Invisiclues
The Lurking Horror

How to use this booklet
If you are stuck at some point in The Lurking Horror, find the question that most pertains to your problem. Uncap the marker and run it once over the first hint. The writing will appear within a second or two. If you are still stumped, go on to the next hint. (Remember to recap the marker when you are done to prevent it from drying out. And by the way, these books are not immortal. InvisiClues you've developed will start to fade after six months.)
(Editor's Note: In other words, click or tap on any invisible clue to magically reveal that clue.)
For example:
At home, Jim NEVER has more than one helping of my purple goo! But last night at the Johnsons' party, he had three helpings of theirs! What's wrong with my purple goo?

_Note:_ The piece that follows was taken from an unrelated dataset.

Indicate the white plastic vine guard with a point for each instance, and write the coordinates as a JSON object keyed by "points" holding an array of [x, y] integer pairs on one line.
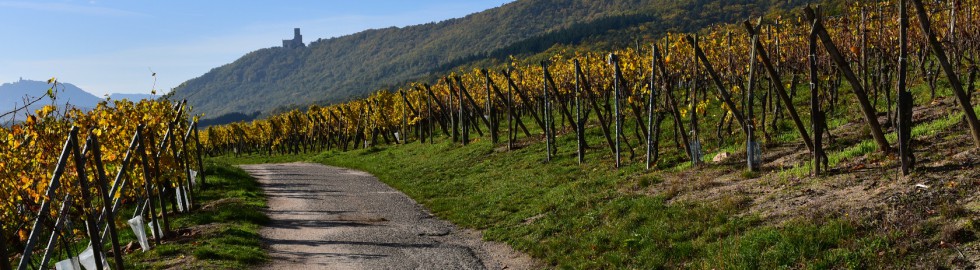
{"points": [[68, 264], [193, 177], [154, 229], [140, 231], [181, 199], [87, 259]]}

- Have you tried to TASTE MY PURPLE GOO and then to TASTE THE JOHNSONS' PURPLE GOO?
- Now that you've determined that your purple goo tastes like old sweat socks, maybe you should EXAMINE MY PURPLE GOO COOKER.
- If you remove the old sweat socks from your cooker, your purple goo will taste much better.
Your marker contains more than enough fluid to develop the entire booklet. However, if your marker gets lost or dried out, you can order a replacement marker for a nominal fee.
Once you have finished The Lurking Horror, try the things in the "For Your Amusement" section. Don't look at them before you've finished, though -- they may reveal answers to certain problems.